Edward looked at me out of shock at my questioning. I looked at him and shrugged my shoulders.

“Well, it just kind of happened.” He said as he looked to Rose. “Rose and I just seemed to keep running into each other over and over. One day we ended up at the same coffee shop and decided to sit down together and we talked and I guess like you guys, it just developed.” He said it like it was so simple. I kept getting more and more angry because I knew he was lying but I had to remember what Edward had said. I didn't need to let them get to me. It didn't matter if they were lying or not. We were lying to save Em some pain so I assume they were doing the same thing. I needed to just let it go.

I didn't say anything in response to Em's explanation.

“I guess we all have our secrets. Now that we are out in the open, do you think we could all be civilized?” Edward asked.

I didn't respond until I saw Em and Rose nod their heads. They all looked to me for a response and I nodded my head.

“Now that we have that settled, let's go get some food.” Edward suggested. I started to get out of my seat and I heard Rose speak.

“Bella can we talk for a second?” She asked.

“Uhhh sure.” I looked to Edward. “I'll meet you over there in a few minutes.”

“Okay.” He replied.

I sat back down and looked at Rose, waiting for her to begin.

“Bella, I'm really sorry I didn't tell you about this before. I just didn't know how to tell you and I didn't want to hurt you.” As she looked down at her hands.

“Rose, I have to admit, it hurt a little to see you two walk up together but I'm fine with it. I'm with Edward and that has to be even more weird for Em. I can't really be mad at you.”

“Do you think we can still be friends?” She asked sheepishly.

I thought a for a few moments before answering. I honestly didn't know if I'd ever be able to truly be friends with her again. I seriously doubted that Em and Edward would ever have the same relationship after knowing that Edward and I were together.

“I'm not sure Rose. We will just have to see. That's the best answer I can give you right now.” I said as I stood up and began to walk away. I was tired of talking about it. I wanted to go back and be with Edward.

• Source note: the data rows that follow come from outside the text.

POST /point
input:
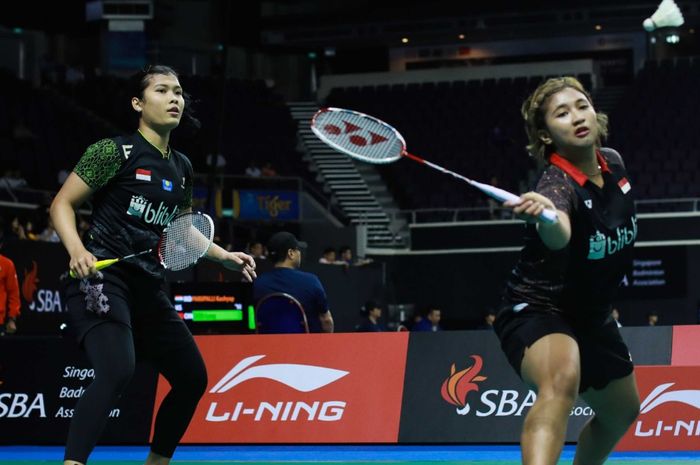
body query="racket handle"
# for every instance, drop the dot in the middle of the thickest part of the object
(547, 216)
(99, 265)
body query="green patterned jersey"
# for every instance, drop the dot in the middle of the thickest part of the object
(137, 193)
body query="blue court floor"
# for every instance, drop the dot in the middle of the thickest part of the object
(444, 454)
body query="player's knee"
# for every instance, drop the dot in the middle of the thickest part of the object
(563, 384)
(120, 375)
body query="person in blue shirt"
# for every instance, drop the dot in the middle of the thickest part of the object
(371, 312)
(431, 321)
(286, 251)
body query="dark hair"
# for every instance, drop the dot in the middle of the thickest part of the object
(142, 78)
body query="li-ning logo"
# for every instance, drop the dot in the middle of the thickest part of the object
(460, 383)
(355, 139)
(659, 396)
(302, 378)
(600, 245)
(140, 207)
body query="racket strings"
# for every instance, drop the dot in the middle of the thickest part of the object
(185, 240)
(360, 136)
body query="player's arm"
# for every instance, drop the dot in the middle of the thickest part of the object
(100, 162)
(555, 236)
(72, 195)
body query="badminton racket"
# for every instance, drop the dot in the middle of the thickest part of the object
(371, 140)
(183, 242)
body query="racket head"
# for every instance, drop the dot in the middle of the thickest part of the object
(358, 135)
(185, 240)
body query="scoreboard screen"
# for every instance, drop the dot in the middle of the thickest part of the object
(215, 308)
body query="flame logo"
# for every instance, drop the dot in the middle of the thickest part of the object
(29, 282)
(460, 383)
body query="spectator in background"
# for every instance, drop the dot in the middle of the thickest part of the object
(346, 255)
(17, 230)
(652, 318)
(371, 312)
(286, 252)
(268, 170)
(12, 179)
(616, 316)
(29, 230)
(489, 318)
(329, 257)
(430, 322)
(256, 250)
(252, 170)
(9, 293)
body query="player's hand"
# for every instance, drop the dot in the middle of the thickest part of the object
(82, 264)
(530, 206)
(239, 261)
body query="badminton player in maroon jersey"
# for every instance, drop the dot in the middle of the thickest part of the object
(555, 324)
(137, 184)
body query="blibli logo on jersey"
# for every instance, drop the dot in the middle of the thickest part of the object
(137, 205)
(142, 208)
(600, 245)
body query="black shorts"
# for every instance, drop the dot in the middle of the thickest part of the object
(125, 296)
(604, 355)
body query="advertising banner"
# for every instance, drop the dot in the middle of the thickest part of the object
(460, 388)
(670, 410)
(41, 380)
(265, 205)
(39, 266)
(306, 388)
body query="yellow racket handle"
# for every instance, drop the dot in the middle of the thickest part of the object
(99, 265)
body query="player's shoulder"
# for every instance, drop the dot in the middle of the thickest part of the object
(612, 156)
(106, 147)
(308, 277)
(182, 158)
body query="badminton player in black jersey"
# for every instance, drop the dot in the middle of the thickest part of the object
(137, 184)
(555, 325)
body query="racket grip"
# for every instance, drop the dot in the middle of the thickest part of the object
(547, 216)
(99, 265)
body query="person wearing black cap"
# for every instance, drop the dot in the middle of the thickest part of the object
(286, 251)
(371, 313)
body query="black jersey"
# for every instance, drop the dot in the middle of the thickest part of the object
(138, 191)
(584, 276)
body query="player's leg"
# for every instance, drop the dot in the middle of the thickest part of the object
(110, 349)
(616, 407)
(552, 366)
(174, 353)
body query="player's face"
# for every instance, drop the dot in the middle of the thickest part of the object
(163, 103)
(571, 121)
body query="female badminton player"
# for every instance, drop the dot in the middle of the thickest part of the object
(555, 325)
(137, 184)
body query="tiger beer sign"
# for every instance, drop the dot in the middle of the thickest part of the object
(312, 388)
(669, 416)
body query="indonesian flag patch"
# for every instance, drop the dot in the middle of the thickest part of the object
(624, 185)
(143, 175)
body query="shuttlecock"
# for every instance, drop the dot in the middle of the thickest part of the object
(666, 15)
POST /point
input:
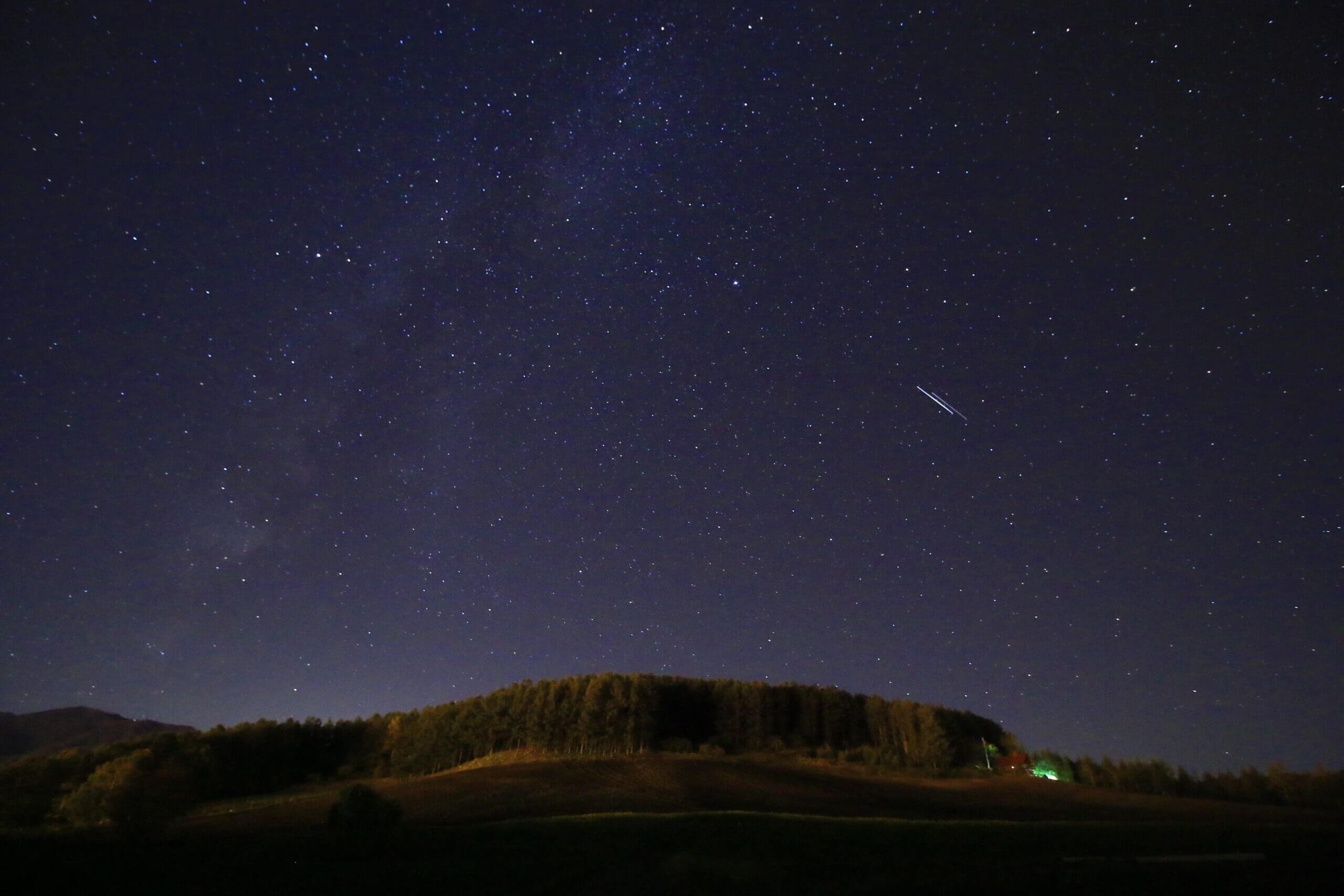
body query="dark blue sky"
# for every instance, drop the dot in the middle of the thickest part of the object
(368, 356)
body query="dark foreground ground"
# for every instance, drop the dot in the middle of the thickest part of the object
(658, 825)
(701, 853)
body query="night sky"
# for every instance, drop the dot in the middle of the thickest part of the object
(359, 358)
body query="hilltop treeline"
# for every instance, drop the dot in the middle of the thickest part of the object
(592, 715)
(1278, 786)
(615, 714)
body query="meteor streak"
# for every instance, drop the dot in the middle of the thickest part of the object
(942, 405)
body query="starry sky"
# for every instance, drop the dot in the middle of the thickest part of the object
(365, 356)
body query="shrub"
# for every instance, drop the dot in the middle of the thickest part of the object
(361, 809)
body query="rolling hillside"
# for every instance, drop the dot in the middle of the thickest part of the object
(668, 784)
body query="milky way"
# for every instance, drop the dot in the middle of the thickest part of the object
(359, 361)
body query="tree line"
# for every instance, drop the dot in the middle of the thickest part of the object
(617, 714)
(1319, 789)
(150, 779)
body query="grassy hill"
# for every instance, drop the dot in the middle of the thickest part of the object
(673, 824)
(524, 786)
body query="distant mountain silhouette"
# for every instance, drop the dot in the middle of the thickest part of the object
(56, 730)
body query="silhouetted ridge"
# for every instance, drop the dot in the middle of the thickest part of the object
(56, 730)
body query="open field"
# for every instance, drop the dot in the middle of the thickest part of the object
(676, 784)
(692, 825)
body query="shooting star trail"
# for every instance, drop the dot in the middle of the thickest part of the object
(941, 404)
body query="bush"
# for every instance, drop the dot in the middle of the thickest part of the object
(362, 809)
(136, 794)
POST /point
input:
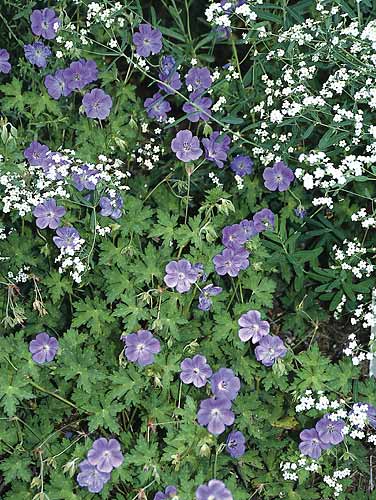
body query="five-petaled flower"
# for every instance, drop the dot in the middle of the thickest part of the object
(97, 104)
(43, 348)
(195, 371)
(105, 454)
(48, 214)
(186, 146)
(147, 40)
(180, 275)
(141, 347)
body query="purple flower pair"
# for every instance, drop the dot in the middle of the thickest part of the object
(5, 65)
(169, 75)
(104, 456)
(214, 490)
(141, 347)
(326, 433)
(215, 413)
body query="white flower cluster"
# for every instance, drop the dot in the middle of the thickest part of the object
(113, 18)
(21, 192)
(333, 481)
(22, 276)
(326, 174)
(222, 15)
(215, 180)
(290, 469)
(350, 258)
(356, 417)
(367, 221)
(319, 403)
(71, 263)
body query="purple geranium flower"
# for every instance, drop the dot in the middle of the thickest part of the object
(198, 108)
(241, 165)
(37, 54)
(45, 23)
(224, 384)
(48, 214)
(195, 371)
(311, 445)
(263, 219)
(97, 104)
(253, 328)
(231, 261)
(157, 107)
(215, 414)
(300, 212)
(198, 79)
(270, 349)
(180, 275)
(233, 236)
(56, 84)
(249, 229)
(216, 148)
(90, 70)
(91, 478)
(36, 154)
(186, 146)
(280, 176)
(141, 347)
(147, 40)
(169, 75)
(204, 300)
(43, 348)
(168, 494)
(5, 65)
(105, 455)
(85, 178)
(111, 206)
(214, 490)
(235, 444)
(200, 271)
(67, 238)
(371, 412)
(330, 431)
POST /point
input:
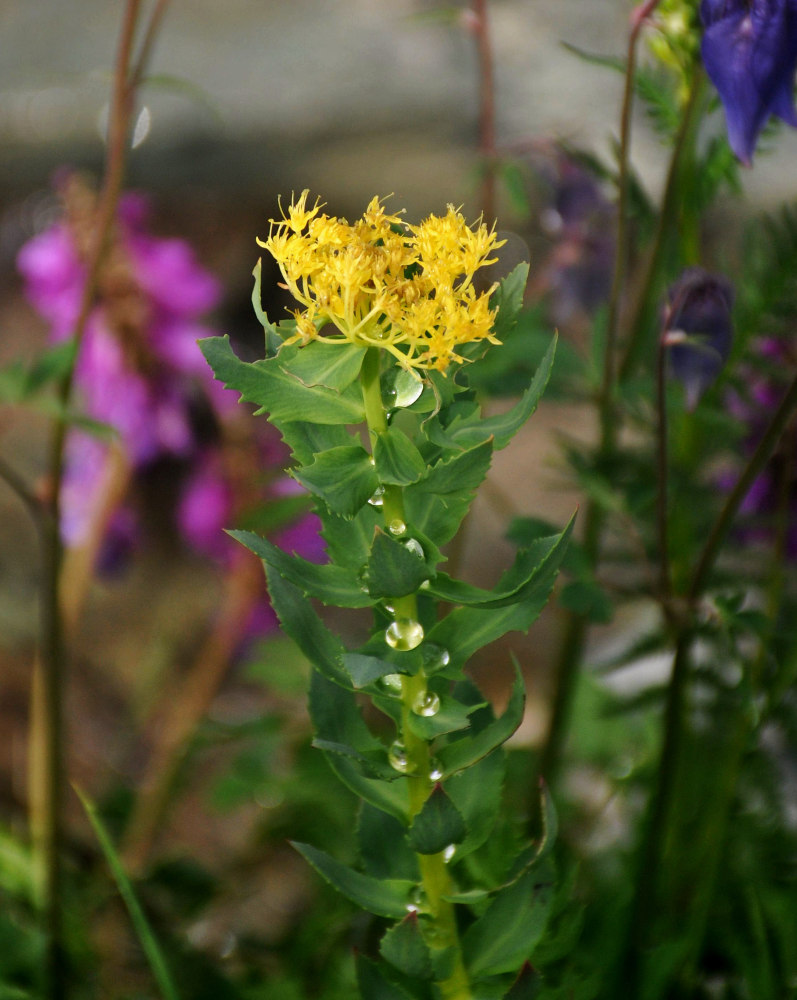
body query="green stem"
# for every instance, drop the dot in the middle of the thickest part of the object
(657, 836)
(436, 881)
(667, 223)
(572, 648)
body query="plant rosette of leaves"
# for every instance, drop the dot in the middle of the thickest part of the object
(462, 918)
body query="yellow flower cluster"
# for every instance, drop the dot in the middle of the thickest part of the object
(383, 283)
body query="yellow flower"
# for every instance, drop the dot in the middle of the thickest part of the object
(381, 282)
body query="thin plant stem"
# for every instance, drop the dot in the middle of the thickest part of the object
(487, 145)
(572, 647)
(47, 693)
(659, 821)
(188, 706)
(667, 219)
(436, 881)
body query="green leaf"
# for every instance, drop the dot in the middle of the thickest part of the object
(271, 386)
(340, 729)
(397, 459)
(349, 540)
(528, 565)
(384, 897)
(476, 792)
(390, 796)
(508, 299)
(465, 630)
(451, 717)
(503, 426)
(306, 440)
(392, 570)
(437, 504)
(335, 366)
(527, 986)
(466, 751)
(374, 985)
(149, 944)
(383, 845)
(364, 669)
(298, 619)
(343, 477)
(438, 824)
(404, 947)
(508, 931)
(335, 585)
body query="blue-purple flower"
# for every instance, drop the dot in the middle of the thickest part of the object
(698, 330)
(749, 50)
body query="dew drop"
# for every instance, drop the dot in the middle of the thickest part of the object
(391, 683)
(414, 546)
(435, 657)
(407, 388)
(377, 498)
(404, 634)
(399, 759)
(426, 704)
(418, 902)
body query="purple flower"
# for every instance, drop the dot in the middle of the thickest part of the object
(698, 330)
(139, 369)
(749, 50)
(773, 495)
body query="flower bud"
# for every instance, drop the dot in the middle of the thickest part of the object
(698, 330)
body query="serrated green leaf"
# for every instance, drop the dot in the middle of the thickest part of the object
(450, 718)
(335, 366)
(374, 984)
(298, 619)
(528, 564)
(438, 824)
(340, 729)
(364, 669)
(404, 947)
(331, 584)
(384, 897)
(465, 630)
(476, 792)
(390, 796)
(349, 540)
(527, 986)
(508, 931)
(503, 426)
(464, 752)
(397, 459)
(437, 504)
(343, 477)
(383, 845)
(392, 570)
(306, 440)
(281, 395)
(508, 299)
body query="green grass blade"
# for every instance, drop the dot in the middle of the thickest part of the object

I made it over to where Edward was sitting and sat down next to him. He, not surprisingly, had fixed me a plate of food.

“Thank you baby.” I said as I kissed Edward's cheek.

“Anytime, Love. Are you okay?” He asked.

“Yeah, I will be. It's time to move forward. I can't worry about them anymore.” I said as I reached down to grab my hamburger from my plate.

After that, we ate in silence. We simply listened to the rest of the family tell crazy jokes and embarrassing stories about everyone.

Em and Rose kept their distance from us for the rest of the day and I was happy that they did. It made it a little easier to get through the day. I was happy as long as I had Edward by my side.

The reunion was over and no one had gotten into any fights or arguments and it seemed like everyone was accepting our relationship. We said our goodbyes and got into the car.

Edward started the engine and looked over at me. “See, that wasn't so bad was it?”

“No and at least everyone knows about us now. We don't have to hide anymore.” I replied.

“And at least you don't have to feel so bad about our relationship. We aren't the only ones that had secrets.” He said as he reached for my hand.

He enveloped my hand with his. “It's time to truly start the rest of our lives together and without any regrets.” I said confidently.

“I couldn't agree more.” He said before leaning over to press his lips against mine.

His lips left mine and he smiled at me as he put the car in reverse. I leaned back into the seat and looked out the window as we pulled away from the park.

I felt like a huge weight had been lifted from my shoulders, yes we would be okay. We could move on together.